La numération binaire pour représenter des données


Aurélie Lagoutte

La mémoire d'un ordinateur permet de stocker uniquement des 0 et des 1. Pourtant, malgré cette restriction, on y enregistre aujourd'hui des nombres, des textes, des photos, et même des vidéos. Cet encodage se fait à l'aide de multiples normes et conventions qu'il vaut mieux connaître.

Gottfried Wilhelm Leibniz est surtout connu, en mathématiques, pour sa contribution au développement du calcul différentiel et intégral dans les années 1670. Ses compétences ne se limitaient cependant pas uniquement aux mathématiques. On lui doit en particulier d’importants travaux en philosophie, en philologie et en logique.
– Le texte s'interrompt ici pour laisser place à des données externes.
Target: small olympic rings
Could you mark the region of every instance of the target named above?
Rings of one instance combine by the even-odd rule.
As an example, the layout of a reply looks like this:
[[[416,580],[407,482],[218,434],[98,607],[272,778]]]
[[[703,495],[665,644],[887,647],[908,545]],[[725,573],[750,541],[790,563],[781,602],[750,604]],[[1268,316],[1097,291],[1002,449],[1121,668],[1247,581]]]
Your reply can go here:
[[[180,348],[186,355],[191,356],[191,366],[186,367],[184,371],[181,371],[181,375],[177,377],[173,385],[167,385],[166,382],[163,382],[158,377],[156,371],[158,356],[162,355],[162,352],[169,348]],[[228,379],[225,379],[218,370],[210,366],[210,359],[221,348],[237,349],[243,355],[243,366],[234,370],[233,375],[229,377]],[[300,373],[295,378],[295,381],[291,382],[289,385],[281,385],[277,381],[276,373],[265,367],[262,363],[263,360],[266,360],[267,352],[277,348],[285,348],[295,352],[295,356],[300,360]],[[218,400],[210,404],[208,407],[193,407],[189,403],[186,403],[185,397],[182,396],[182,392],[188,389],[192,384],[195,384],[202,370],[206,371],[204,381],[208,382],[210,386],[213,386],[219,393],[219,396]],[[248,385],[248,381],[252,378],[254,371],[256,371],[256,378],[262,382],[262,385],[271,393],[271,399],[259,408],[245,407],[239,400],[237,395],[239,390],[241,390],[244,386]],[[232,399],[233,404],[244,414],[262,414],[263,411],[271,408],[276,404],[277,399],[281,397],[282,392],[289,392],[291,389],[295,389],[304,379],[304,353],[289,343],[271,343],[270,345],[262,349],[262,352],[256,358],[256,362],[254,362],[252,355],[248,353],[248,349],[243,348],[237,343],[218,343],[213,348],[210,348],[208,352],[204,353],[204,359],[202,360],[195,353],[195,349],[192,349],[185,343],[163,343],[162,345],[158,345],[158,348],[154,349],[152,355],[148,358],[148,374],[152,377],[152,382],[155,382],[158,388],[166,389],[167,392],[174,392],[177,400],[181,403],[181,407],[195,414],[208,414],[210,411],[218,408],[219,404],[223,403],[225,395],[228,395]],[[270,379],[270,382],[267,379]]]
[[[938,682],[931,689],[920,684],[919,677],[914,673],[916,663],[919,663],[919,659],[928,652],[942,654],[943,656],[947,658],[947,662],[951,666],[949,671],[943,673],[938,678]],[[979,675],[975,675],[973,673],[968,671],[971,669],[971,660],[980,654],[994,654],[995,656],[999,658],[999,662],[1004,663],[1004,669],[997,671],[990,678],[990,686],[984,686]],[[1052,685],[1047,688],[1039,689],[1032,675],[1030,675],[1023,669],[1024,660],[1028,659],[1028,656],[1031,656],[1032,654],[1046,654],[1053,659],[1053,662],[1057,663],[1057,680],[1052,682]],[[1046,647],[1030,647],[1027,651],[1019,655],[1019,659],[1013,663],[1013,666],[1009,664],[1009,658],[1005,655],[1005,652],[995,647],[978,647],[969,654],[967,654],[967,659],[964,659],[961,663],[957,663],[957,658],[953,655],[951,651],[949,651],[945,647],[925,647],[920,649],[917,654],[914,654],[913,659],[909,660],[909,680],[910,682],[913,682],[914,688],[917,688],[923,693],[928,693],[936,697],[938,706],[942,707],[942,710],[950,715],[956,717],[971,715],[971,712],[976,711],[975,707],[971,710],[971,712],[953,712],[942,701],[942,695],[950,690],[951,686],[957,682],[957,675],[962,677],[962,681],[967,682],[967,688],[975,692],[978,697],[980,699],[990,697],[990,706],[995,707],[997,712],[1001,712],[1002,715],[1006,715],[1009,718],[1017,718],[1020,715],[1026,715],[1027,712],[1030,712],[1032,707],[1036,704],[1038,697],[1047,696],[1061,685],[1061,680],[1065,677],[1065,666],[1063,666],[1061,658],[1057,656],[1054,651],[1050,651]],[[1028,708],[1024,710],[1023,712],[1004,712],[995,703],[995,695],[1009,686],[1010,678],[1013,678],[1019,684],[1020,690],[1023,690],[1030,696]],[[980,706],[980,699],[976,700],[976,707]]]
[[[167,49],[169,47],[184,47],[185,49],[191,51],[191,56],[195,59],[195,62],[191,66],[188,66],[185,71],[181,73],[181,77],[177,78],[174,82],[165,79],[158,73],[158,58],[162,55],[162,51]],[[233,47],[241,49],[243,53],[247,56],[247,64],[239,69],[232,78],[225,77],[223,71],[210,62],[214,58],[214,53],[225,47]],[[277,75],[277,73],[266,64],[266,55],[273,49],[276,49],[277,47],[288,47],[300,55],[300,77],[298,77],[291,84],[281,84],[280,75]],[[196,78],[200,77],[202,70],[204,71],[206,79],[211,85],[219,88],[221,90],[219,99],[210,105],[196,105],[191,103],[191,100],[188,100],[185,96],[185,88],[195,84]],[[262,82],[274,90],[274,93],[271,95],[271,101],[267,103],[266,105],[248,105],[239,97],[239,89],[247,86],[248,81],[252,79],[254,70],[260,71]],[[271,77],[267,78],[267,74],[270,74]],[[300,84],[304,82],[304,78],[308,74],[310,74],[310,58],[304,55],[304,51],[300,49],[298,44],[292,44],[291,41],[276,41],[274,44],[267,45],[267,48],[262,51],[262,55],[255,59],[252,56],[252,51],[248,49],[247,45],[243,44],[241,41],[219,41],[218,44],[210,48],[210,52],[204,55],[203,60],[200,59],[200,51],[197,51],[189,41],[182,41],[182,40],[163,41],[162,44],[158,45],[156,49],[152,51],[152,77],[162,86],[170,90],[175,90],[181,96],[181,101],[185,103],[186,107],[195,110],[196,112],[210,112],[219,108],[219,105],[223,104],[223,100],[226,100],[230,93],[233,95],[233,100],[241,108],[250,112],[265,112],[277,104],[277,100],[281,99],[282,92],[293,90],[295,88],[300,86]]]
Il s’intéresse ainsi à la représentation des nombres dans une base « minimale », la base 2, qui ne fait intervenir que deux symboles : 0 et 1. Après ses travaux théoriques en 1703 et ceux du Britannique George Boole en 1854, de solides bases mathématiques faisaient apparaître le système binaire comme puissant système de représentation de données.

De même que le système décimal désigne l’écriture des nombres à partir de dix chiffres différents (0, 1, 2, 3, 4, 5, 6, 7, 8 et 9), le système binaire tient son nom du fait qu’une unité élémentaire d’écriture ne peut avoir que deux valeurs différentes : 0 ou 1. Un chiffre binaire est appelé un bit, contraction de l’anglais binary digit.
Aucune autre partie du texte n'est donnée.